Kata demokrasi berasal dari bahasa Yunani δημοκρατία (dēmokratía) "kekuasaan rakyat",[1] yang terbentuk dari δῆμος (dêmos) "rakyat" dan κράτος (kratos) "kekuatan" atau "kekuasaan" pada abad ke-5 SM untuk menyebut sistem politik negara-kota Yunani, salah satunya Athena; kata ini merupakan antonim dari ἀριστοκρατία (aristocratie) "kekuasaan elit". Secara teoretis, kedua definisi tersebut saling bertentangan, namun kenyataannya sudah tidak jelas lagi.[2] Sistem politik Athena Klasik, misalnya, memberikan kewarganegaraan demokratis kepada pria elit yang bebas dan tidak menyertakan budak dan wanita dalam partisipasi politik. Di semua pemerintahan demokrasi sepanjang sejarah kuno dan modern, kewarganegaraan demokratis tetap ditempati kaum elit sampai semua penduduk dewasa di sebagian besar negara demokrasi modern benar-benar bebas setelah perjuangan gerakan hak suara pada abad ke-19 dan 20. Kata demokrasi (democracy) sendiri sudah ada sejak abad ke-16 dan berasal dari bahasa Perancis Pertengahan dan Latin Pertengahan lama.
Di dunia barat, seperti yang diajukan oleh Abraham Lincoln, demokrasi diartikan sebagai “Pemerintahan oleh rakyat, dari rakyat dan untuk rakyat (terjemahan dari Government by the people, from the people and for the people).”
Demokrasi di dunia Barat, seperti di Eropa Barat, Inggris dan negara-negara persemakmuran, Amerika Serikat dan negara-negara di wilayah Skandinavia, dilaksanakan dalam kaitan ajaran tentang pembagian kekuasaan, di mana badan pembuat undang-undang dilaksanakan parlemen yang dipilih oleh rakyat, dan kekuasaan eksekutif bertanggung jawab kepada parlemen, seperti yang terjadi di Inggris dan Belanda, atau presiden yang bertanggung jawab kepada rakyat seperti yang terjadi di Amerika Serikat dan Prancis.

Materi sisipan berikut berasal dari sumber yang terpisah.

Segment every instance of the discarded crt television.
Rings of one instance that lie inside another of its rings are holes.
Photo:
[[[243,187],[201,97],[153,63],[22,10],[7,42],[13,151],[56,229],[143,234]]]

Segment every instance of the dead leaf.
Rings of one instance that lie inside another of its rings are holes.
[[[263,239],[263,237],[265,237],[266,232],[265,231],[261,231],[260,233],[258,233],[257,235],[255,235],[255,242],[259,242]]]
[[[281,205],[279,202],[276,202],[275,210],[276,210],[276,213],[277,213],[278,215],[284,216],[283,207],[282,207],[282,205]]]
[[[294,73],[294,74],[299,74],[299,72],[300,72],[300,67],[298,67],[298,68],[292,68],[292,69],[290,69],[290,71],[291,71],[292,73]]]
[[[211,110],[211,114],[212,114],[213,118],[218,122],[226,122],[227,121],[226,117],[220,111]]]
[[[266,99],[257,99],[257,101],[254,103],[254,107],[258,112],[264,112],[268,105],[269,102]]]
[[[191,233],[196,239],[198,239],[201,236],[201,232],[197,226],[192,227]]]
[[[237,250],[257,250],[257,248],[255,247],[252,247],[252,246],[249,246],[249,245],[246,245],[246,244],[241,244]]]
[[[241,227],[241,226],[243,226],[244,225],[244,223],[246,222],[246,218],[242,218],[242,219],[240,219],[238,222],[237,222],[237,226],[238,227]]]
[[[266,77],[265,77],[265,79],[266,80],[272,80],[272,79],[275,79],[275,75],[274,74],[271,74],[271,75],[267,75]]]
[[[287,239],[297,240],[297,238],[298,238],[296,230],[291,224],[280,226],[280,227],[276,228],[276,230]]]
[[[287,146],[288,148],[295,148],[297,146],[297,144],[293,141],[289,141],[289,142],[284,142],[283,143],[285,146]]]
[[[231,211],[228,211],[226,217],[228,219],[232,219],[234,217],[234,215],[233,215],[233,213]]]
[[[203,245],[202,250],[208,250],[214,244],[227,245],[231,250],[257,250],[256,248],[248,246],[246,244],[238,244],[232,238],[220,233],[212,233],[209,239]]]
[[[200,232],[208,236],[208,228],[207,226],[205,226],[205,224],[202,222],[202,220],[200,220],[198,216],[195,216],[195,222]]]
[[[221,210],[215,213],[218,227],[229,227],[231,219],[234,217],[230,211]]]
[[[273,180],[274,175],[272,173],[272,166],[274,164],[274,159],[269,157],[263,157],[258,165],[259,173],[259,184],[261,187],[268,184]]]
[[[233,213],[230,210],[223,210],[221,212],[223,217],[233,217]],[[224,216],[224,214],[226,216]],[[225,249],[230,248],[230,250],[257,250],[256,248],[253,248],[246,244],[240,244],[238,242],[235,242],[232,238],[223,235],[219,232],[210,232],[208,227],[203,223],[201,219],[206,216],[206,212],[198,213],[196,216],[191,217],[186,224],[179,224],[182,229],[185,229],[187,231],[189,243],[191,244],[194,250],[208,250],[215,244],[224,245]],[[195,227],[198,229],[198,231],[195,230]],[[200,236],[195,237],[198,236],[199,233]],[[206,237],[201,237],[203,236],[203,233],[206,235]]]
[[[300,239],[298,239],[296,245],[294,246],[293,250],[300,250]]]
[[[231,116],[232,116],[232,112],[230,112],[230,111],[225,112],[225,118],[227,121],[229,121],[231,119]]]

2.2  Demokrasi Dalam Perspektif Islam
Meski prinsip demokrasi itu lahir di daerah Barat dan begitu pula dengan trias politicanya, Demokrasi juga sejatinya merupakan bagian yang tidak terlepaskan dari Islam. Bahkan sebagian ulama-pun tidak ragu – ragu untuk menggunakan istilah demokrasi. Contohnya adalah Ustadz Abbas Al-‘Aqqad yang menulis buku ‘Ad-dimokratiyah fil Islam. Begitu juga dengan Ustadz Khalid Muhammad Khalid yang menyatakan secara terang – terangan bahwa Demokrasi itu adalah Islam sendiri.
Hal itu tidak lepas dari beberapa hal dalam Demokrasi yang terkait dengan Islam. Beberapa diantaranya adalah prinsip Syura (musyawarah) yang tetap ada dalam demokrasi dalam memutuskan suatu perkara. Begitu pula dengan pemilihan wakil rakyat yang secara umum memang mirip dengan prinsip Syura.
2.2.1. Musyawarah atau Syura’
Pengertian syura
Secara bahasa syura berarti  ﺷﺮﺖﺍﻠﻌﺴﻞ aku memeras/mengambil madu dari sarangnya (al-maraghi IV,1969: 111)  ini mengandung arti syura dilaksanakan untuk mengambil sesuatu supaya mendapat yang terbaik. Sedangkan menurut istilah ahli fiqh adalah musyawarah atau tukar pikiran antara orang-orang yang berkompeten dalam berbagai bidang kajian keilmuan dan kaya pengalaman sehingga dapat melahirkan suatu  kesimpulan yang baik dan benar dalam bentuk keputusan atau ketetapan sebagai suatu nizham yang harus ditaati bersama.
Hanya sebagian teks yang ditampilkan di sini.